The hospitality sector could perhaps top the list of sectors affected by the pandemic. The revenue and profits destruction in the sector is irreparable, and the hotel companies are now trying to find new ways to control their costs, and look out for inefficiencies. Take Lemon Tree Hotels, for instance, which has about 5 per cent market share in the branded hotels segment. The hotel chain had a revenue projection of Rs 1,200 crore for FY21, but due to lower demand, and weak room rates, the company is expecting to clock just Rs 400 crore.
"Our occupancy today on full operations inventory is 50 per cent. Normally, Lemon Tree does 80 per cent. So it is 40 per cent down, but prices are about 40 per cent down too. On a combined basis, our revenue is 36 per cent on room basis of what it should be," says Patu Keswani, Chairman and Managing Director at Lemon Tree Hotels at a Business Today panel discussion recently.
Keswani also says that the hotel chain's staff-to-room ratio was one. It had 8,000 rooms, and about 8,000 staff broadly. Post-COVID, the company realised that it can operate at a staff-to-room ratio of 0.7 which means that 30 per cent of the staff is excess in the system. Though the company is not laying off people because of that, it has a bunch of hotels opening up in the next two years (about 20), and so it would not need to hire new staff for those hotels.
"The productivity improvement is a part of them (staff) because people are multi-skilling. The culture-building of multi-tasking is going to play an enormous role for us going forward," says Keswani.
Just like the entire hospitality sector, the initial few days after lockdown were highly uncertain. Shortly after the lockdown, Keswani says, his company started thinking of steps that it would take for different levels of revenue destruction. Then, the other issue was debt. Unlike most large hotel companies like Marriott, Hilton or Hyatt, 70 per cent of the Lemon Tree Hotels are owned by the company, so it has a large amount of debt on books.
The first thing it did was to rationalise the fixed costs. Nearly 800 people at the senior level (or 10 per cent of the workforce) were asked to take pay cuts. Why? Their salaries were about 45 per cent of the total company payroll. Within these 800 people, the salary cuts were in the range of 50-200 per cent. This brought down the wage bill significantly.

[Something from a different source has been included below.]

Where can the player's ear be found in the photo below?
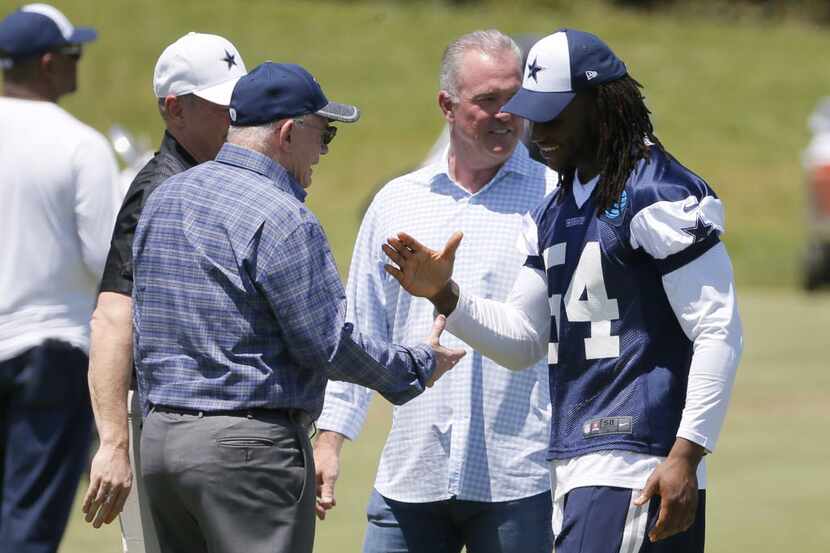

The other thing that the hotel chain did was to postpone the renovation of its hotels. For instance, it usually renovates all hotels once in six years. Last year was taken as a gap year where none of the hotels were renovated. "We kept the low-demand hotels in a form of coma. In a 100-room hotel, we kept 20 rooms open, and ran them at lowest-possible cost. What I found, and I am sure every company found this, that there is an enormous flab that builds into the system over time, especially if you are starting to do well. We identified as much as we could. Now we have 100 per cent inventory open," says Keswani.